Lo Spirito Santo è sorgente di santificazione e luce intelligibile. Offre a ogni creatura ragionevole se stesso e con se stesso luce e aiuto per la ricerca della verità. Inaccessibile per natura, può essere percepito per sua bontà. Tutto riempie con la propria forza, ma si comunica solo a quelli che ne sono degni. A essi tuttavia egli non si dà in ugual misura, ma si concede in rapporto all’intensità della fede (Basilio, “Sullo Spirito Santo”, 30, 77).

Il rapporto pnêuma-psyché s’inserisce in due importanti filoni di ricerca per il pensiero cristiano del IV secolo. Da un lato abbiamo la ricerca antropologica basata su Genesi 1,26, dove si descrive la creazione dell’uomo; dall’altro l’azione dello Spirito sull’individuo quale fonte di carismi e di divinizzazione dell’essere umano.

La grazia dello Spirito, in colui che l’ha accolta, è perennemente presente anche se non sempre in atto:

[Come] l’arte è in potenza nell’artista, in atto lo è quando egli operi a sua norma. Altrettanto lo Spirito da una parte è sempre presente a chi ne è degno, dall’altra opera secondo la necessità, o in profezie, o in guarigioni, o in altre azioni prodigiose. Come nei corpi ci sono la salute, il calore, o in genere disposizioni passeggere, così spesso è presente lo Spirito nell’anima; ma egli non permane in quelli che per l’instabilità del carattere rifiutano alla leggera la grazia che hanno ricevuto (Basilio, “Sullo Spirito Santo”, 26, 63).

L’esposizione basileiana procede su una linea di sincretismo filosofico per cui, elementi che appaiono molti vicini all’etica stoica, sono espressi con terminologia tipicamente platonica.

Basilio non si limita però a definire lo Αγιου Πνευματοσ e la sua azione nell’interiorità del credente. Da asceta e uomo spirituale approfondisce il legame di unione tra l’anima umana e lo Spirito divino. Esso purifica l’anima dal peccato e la divinizza:

Quanto all’unione dello Spirito con l’anima, essa non consiste in una vicinanza di luogo (come ci si potrebbe avvicinare corporalmente a un essere incorporeo?), ma nello stare lontano dalle passioni che sorgono nell’anima, a causa del suo amore verso la carne che l’allontanano dall’intimità di Dio» (Basilio, “Sullo Spirito Santo”, 9, 23).

L’illuminazione spirituale tocca prima l’anima e il cuore, poi l’intelletto. Le anime portatrici dello Spirito sono riconoscibili in quanto si comportano come corpi trasparenti attraversati dalla luce: esse stesse divengono pienamente spirituali e la grazia traspare in loro.

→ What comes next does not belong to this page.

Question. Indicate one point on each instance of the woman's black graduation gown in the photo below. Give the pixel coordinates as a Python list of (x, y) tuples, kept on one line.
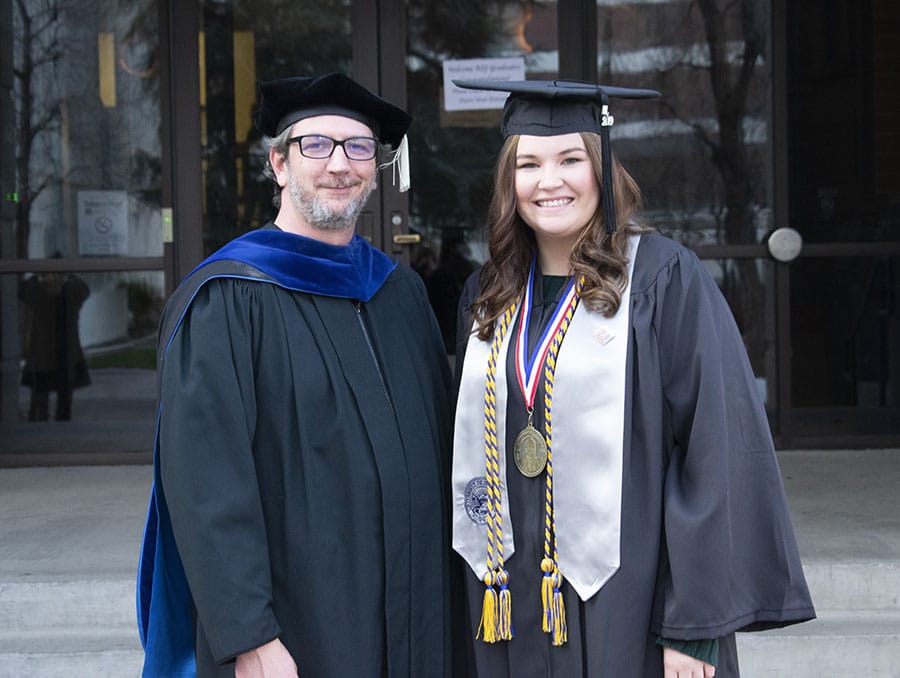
[(303, 457), (707, 546)]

Basilio rileva anche il fondamentale ruolo dello Αγιου Πνευματοσ presente nell’uomo per la futura risurrezione dei corpi:

Il nostro accesso all’intimità con Dio si compie mediante lo Spirito. Infatti «Dio ha mandato nei nostri cuori lo Spirito del suo Figlio che grida: Abbà, Padre!» La risurrezione dai morti è operata dallo Spirito. «Mandi il tuo Spirito, sono creati, e rinnovi la faccia della terra» (Basilio, “Sullo Spirito Santo”, 26, 61).

 

Bibliografia

A. BROMBIN, Il respiro dell’anima. Distinzione teologico-filosofica tra anima e spirito, Aracne Editrice, Roma 2014.